Saulo Hernández, un año más
Basket Pasión / José Manuel Crespo
El técnico zamorano seguirá dirigiendo al Caja Rural CB Zamora en su decimosexta temporada consecutiva
En la era del «usar y tirar«, donde nos hemos acostumbrado a lo inmediato (hasta en la cola del súper aprovechamos para leer un correo, mandar un mensaje o leer una noticia como la renovación de Saulo), los banquillos se han convertido en lugares con continuos movimientos frenéticos. El año pasado varios técnicos cayeron durante la temporada, sólo once clubes de los diecisiete aguantaron al entrenador que empezó la campaña, el 35 % de los entrenadores que empezaron la temporada en un equipo de Primera FEB, se despidieron prematuramente.
En este caldo de cultivo el Caja Rural CB Zamora ha vuelto a hacer algo revolucionario e inesperado: apostar por lo mismo por decimosexta vez. La renovación de Saulo Hernández para la temporada 2026/2027 no es solo una noticia deportiva, es un manifiesto y una hoja de ruta que siempre se ha mantenido en el club desde sus inicios, donde nunca ha sido destituido un entrenador desde su creación en 1978.

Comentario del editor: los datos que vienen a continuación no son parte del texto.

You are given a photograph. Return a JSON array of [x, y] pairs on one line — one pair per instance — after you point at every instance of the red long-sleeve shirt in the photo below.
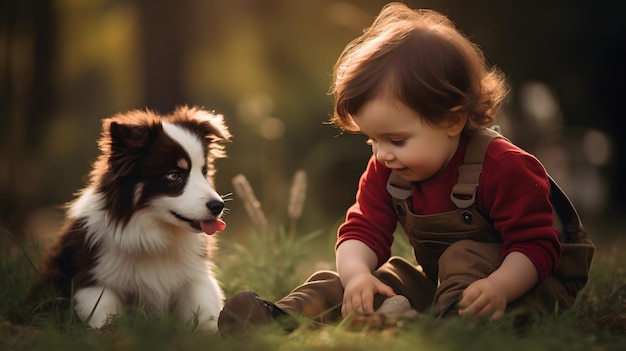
[[513, 193]]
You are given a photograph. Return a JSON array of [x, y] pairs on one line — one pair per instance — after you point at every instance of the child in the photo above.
[[477, 209]]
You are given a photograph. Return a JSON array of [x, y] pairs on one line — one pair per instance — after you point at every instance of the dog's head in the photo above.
[[162, 166]]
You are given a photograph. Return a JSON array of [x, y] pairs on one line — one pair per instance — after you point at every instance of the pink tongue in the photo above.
[[210, 227]]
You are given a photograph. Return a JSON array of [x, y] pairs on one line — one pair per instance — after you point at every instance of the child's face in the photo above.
[[403, 141]]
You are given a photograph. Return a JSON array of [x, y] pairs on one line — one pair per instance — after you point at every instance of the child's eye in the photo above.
[[173, 176]]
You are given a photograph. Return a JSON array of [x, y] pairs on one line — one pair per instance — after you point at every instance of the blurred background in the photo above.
[[266, 65]]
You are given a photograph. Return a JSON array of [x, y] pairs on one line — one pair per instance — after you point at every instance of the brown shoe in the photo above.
[[245, 311], [393, 310]]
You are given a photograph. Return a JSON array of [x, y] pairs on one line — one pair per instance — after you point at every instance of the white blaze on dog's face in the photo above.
[[195, 202]]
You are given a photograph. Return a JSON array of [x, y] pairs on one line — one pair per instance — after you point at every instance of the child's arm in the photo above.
[[355, 264], [489, 296]]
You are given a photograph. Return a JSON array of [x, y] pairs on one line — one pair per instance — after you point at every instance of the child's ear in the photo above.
[[456, 121]]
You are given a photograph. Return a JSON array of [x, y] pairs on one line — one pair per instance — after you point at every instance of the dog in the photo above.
[[136, 235]]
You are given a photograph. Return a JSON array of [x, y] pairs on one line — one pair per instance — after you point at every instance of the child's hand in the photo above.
[[359, 293], [484, 297]]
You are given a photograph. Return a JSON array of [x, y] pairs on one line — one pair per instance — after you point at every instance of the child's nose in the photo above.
[[383, 155]]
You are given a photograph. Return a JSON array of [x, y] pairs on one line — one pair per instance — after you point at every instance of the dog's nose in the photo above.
[[215, 206]]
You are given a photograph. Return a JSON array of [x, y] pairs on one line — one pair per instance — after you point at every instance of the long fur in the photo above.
[[133, 237]]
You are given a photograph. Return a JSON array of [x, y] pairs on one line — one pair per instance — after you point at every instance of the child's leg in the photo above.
[[467, 261], [318, 298], [460, 265], [405, 279], [321, 296]]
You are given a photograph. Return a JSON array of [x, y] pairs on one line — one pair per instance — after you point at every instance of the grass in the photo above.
[[597, 322]]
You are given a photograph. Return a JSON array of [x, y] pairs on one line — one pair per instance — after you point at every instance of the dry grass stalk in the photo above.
[[297, 195], [252, 205]]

La estabilidad en el banquillo como ventaja deportiva
En el deporte en general la inmediatez es la norma, no hay paciencia en los proyectos, se busca el cambio cuando la tendencia no es la esperada y el primer puesto que se “toca” es el del director de orquesta. Saulo Hernández y el CB Zamora inician su decimosexta temporada consecutiva, el técnico zamorano y la entidad blanquiazul, no sólo confirman su puesto, reafirman una forma de vida y de entender la planificación deportiva.
El baloncesto moderno suele castigar la pausa, pero en el Ángel Nieto, la paciencia ha demostrado ser el motor de crecimiento más eficicaz. Saulo no es solo el entrenador; es el arquitecto que ha visto transformar un club desde los cimientos de la liga EBA hasta rozar con la punta de los dedos el sueño de la ACB, pasando por la LEB Plata donde consiguieron el primer título nacional del club (Copa LEB Plata 24) y el ascenso a LEB Oro.
El caso de Saulo es una anomalía estadística. La permanencia de Saulo Hernández en Caja Rural CB Zamora rompe la norma. No es solo que el entrenador se quede; es que el club se ha convertido en una extensión de su propia identidad, ahora mismo no se entiende el CB Zamora sin Saulo y viceversa.
La historia de la saga Hernández en el CB Zamora (desde los tiempos de su padre Gerardo hasta el presente de Saulo) es una crónica de lealtad ininterrumpida, con una recompensa mucho más valiosa que cualquier contrato efímero: el respeto de una ciudad entera al club y a la figura de su entrenador.
Más allá de las pizarras y la organización deportiva
Tras una temporada 2025/2026 que se ha convertido en la mejor de la longeva historia del CB Zamora, donde el average separó al equipo de un histórico playoff, la continuidad buscar un nuevo objetivo en forma de revancha. La exigencia de Saulo no ha disminuido y cada año parece buscar un peldaño más dentro de su ambición. Si hace diez años alguien hubiera hablado de ACB le tildaríamos de loco, una década después, el club ha crecido y se ha colocado en disposición de competir en Primera FEB ante cualquiera, optimizando sus recursos y sacando el máximo partido a sus jugadores, algo en lo que que Saulo se ha ganado un merecido prestigio.
En un mundo deportivo y social obsesionado con la próxima contratación, Caja Rural CB Zamora nos recuerda que a veces el fichaje más importante no es el que viene de fuera, sino el que está en la casa y nunca se ha marchado. La decimosexta temporada de Saulo ya está en marcha confirmando que en Zamora el baloncesto apuesta por sus activos más importantes.